We all remember what happened in the match. Yuvraj Singh, he of six 6s and multiple soul destroying assaults, looked as if he didn’t know which end of the bat to hold. His innings is best encapsulated by the fact that his dismissal was met with relief. He may well have cost us our second T20 World Cup.

He also won us our first T20 World Cup along with the small matter of the 2011 World Cup, though.

Amidst all the accusations, recriminations, laments and bouts of anger, we seem to have lost sight of all that. My friend perhaps put it best when he said ‘hate the performance, not the player’. I will go a step further and say that Yuvraj the cricketer and Yuvraj the person are two separate entities. He doesn’t deserve our adulation, but he does deserve the respect accorded to another human being. Have the lines of reality become so blurred that we are unable to distinguish between the two? Representing the nation automatically puts you in the spotlight. Criticism is something you come to expect, while vandalism is not.

Do we get a free pass at him because he is a cricketer and a public figure? Is it easy to hate him, to pelt his home without a twang of conscience because we do not know the man behind the helmet? Does the baseness in human nature come to the fore when committing such acts? Do we feel vindicated, perhaps even enjoy it a little?

The relationship between the public and Indian cricketers has always been fickle. The same people who desecrated his home also prayed fervently for him when he had cancer. Two sides of human nature, warm and personal soon became hateful and impersonal; Freud may have had difficulty deciphering this.

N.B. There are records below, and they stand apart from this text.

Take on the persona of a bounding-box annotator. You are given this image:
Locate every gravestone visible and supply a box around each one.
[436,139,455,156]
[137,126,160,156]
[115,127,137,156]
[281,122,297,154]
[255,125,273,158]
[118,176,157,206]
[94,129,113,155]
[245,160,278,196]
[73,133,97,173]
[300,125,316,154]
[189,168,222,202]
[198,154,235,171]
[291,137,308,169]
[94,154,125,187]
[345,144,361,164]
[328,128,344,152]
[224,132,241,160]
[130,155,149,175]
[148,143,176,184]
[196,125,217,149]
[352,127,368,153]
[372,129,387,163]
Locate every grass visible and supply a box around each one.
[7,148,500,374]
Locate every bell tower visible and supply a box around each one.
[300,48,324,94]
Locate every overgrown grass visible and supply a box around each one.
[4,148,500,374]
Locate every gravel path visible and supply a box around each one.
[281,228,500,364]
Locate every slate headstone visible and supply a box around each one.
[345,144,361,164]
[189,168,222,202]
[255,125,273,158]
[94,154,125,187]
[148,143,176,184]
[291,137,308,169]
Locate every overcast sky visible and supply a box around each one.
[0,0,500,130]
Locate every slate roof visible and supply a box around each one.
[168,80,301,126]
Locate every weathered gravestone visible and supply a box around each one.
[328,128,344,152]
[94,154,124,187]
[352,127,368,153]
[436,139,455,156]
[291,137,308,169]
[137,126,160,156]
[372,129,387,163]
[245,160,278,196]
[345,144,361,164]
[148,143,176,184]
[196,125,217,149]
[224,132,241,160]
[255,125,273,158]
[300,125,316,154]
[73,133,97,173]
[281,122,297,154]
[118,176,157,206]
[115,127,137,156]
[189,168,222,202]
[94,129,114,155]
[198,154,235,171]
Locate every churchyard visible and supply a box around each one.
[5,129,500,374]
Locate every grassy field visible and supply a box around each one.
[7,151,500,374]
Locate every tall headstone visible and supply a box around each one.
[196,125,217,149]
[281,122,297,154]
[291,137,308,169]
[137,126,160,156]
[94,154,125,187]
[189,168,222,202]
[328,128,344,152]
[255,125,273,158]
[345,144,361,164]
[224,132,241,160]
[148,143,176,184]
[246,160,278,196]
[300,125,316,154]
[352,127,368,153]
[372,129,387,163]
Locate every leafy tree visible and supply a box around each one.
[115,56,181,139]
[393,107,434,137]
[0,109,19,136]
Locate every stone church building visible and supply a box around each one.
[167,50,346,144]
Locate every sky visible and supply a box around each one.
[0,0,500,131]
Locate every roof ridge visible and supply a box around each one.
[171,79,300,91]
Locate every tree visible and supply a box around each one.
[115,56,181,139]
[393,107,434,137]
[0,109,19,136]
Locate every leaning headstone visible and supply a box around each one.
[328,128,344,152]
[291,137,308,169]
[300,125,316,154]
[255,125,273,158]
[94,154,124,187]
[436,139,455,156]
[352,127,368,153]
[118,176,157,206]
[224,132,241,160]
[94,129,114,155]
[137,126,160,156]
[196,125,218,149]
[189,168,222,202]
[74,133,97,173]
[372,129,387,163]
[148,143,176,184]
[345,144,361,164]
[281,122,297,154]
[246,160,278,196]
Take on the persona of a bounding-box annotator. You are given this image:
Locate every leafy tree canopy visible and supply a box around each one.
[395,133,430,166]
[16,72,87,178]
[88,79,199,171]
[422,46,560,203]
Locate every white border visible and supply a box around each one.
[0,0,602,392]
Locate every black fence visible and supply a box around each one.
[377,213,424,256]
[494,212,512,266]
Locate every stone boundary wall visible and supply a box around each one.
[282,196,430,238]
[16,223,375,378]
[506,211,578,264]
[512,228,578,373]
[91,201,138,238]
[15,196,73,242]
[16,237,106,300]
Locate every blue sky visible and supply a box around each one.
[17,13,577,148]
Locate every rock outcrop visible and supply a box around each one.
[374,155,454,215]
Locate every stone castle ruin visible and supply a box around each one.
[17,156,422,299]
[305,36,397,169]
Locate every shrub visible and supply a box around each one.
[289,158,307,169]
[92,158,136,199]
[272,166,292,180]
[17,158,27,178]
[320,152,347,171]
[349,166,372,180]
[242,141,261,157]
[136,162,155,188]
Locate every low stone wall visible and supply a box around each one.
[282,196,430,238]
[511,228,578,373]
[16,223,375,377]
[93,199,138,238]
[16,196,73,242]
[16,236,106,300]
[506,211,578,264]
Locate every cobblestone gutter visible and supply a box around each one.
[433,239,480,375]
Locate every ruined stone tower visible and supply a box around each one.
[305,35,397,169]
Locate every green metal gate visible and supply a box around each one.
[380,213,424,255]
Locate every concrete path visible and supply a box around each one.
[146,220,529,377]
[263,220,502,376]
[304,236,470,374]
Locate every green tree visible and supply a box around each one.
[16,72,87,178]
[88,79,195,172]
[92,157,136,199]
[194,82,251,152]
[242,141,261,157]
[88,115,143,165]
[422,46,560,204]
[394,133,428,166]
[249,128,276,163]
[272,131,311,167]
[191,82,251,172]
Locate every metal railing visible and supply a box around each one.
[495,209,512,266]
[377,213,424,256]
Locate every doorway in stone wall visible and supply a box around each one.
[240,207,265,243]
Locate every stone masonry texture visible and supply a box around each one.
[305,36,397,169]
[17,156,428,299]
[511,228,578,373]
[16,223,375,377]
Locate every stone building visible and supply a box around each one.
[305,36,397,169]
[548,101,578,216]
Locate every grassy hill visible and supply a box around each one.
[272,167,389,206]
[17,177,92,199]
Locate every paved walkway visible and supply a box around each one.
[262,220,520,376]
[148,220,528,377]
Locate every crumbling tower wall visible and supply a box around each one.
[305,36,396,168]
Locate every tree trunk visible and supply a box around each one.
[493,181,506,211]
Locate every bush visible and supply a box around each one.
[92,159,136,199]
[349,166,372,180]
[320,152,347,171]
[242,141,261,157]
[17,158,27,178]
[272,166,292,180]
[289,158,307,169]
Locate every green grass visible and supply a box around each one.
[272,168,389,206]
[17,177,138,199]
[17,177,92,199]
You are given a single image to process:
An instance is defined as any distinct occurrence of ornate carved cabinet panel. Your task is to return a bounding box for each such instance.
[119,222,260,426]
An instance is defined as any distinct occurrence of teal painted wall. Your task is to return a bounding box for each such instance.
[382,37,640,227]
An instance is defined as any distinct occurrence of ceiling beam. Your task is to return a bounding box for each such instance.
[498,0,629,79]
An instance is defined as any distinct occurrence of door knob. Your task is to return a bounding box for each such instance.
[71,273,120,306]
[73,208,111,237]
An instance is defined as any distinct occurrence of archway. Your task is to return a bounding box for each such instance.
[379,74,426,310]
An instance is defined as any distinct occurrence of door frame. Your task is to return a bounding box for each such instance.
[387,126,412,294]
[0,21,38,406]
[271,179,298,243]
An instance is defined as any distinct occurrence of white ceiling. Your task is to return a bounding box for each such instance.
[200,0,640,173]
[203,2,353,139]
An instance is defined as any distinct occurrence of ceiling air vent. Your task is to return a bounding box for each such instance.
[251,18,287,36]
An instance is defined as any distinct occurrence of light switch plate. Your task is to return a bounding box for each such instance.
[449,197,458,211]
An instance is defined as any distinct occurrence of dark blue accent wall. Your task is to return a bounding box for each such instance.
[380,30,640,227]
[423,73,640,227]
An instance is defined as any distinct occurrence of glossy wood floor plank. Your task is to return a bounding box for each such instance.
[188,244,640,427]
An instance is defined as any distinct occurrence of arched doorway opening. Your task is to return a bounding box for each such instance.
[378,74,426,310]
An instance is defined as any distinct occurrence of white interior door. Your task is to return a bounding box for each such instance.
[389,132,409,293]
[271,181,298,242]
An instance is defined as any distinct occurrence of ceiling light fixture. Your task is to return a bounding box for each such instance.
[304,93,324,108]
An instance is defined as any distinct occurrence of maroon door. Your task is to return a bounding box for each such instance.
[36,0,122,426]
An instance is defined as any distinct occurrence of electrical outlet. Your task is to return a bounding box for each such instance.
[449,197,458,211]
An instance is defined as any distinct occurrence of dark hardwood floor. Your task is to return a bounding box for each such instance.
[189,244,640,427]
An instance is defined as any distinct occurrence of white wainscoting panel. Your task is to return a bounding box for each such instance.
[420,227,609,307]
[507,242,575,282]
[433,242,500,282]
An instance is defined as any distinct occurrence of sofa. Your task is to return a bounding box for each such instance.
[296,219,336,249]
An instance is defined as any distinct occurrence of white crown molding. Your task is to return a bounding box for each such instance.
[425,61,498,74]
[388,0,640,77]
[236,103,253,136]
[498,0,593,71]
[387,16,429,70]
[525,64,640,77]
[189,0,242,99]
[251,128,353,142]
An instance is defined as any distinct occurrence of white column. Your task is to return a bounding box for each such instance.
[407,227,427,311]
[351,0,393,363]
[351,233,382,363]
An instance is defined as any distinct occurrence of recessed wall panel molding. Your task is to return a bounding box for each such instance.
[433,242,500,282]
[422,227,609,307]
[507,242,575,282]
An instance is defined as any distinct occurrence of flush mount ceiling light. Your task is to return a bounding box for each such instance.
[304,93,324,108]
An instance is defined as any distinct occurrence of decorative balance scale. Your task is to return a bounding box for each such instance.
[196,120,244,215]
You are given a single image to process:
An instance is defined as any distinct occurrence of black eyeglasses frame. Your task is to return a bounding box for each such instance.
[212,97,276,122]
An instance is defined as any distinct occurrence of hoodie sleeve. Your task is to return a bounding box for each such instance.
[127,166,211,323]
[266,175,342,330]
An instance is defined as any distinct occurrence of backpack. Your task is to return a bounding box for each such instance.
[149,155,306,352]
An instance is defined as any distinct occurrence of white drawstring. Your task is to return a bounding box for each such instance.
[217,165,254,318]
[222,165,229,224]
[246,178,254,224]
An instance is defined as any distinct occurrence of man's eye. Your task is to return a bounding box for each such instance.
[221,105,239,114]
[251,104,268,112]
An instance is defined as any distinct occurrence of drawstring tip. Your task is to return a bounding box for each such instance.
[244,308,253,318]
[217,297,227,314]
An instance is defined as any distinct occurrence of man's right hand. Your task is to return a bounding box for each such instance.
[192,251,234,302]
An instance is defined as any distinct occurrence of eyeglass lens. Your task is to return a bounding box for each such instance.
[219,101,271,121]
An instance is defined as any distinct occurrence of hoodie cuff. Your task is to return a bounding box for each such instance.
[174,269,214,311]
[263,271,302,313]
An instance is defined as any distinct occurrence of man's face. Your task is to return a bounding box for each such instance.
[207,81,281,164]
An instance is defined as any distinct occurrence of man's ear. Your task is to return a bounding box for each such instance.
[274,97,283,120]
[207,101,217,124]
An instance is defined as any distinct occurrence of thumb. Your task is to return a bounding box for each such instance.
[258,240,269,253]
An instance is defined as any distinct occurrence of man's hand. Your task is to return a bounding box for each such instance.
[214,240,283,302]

We would like to believe otherwise, but cricketers are also human beings. They feel the same joy of success we do and perhaps more of the bitterness of defeat. So cheer for them, believe in them, criticize them, but don’t lose sight of the fact that they feel it all, just like us. Life goes on. Runs will be scored, wickets will be taken, games will be won and games will be lost. Time will remember the 11 but not the public backlash.

And this article will be put down to some sense of misguided self-righteousness.

‘But my words, like silent raindrops fellAnd echoedIn the wells of silence’

It is the nature of the Indian cricket fan and plight of the Indian cricketer.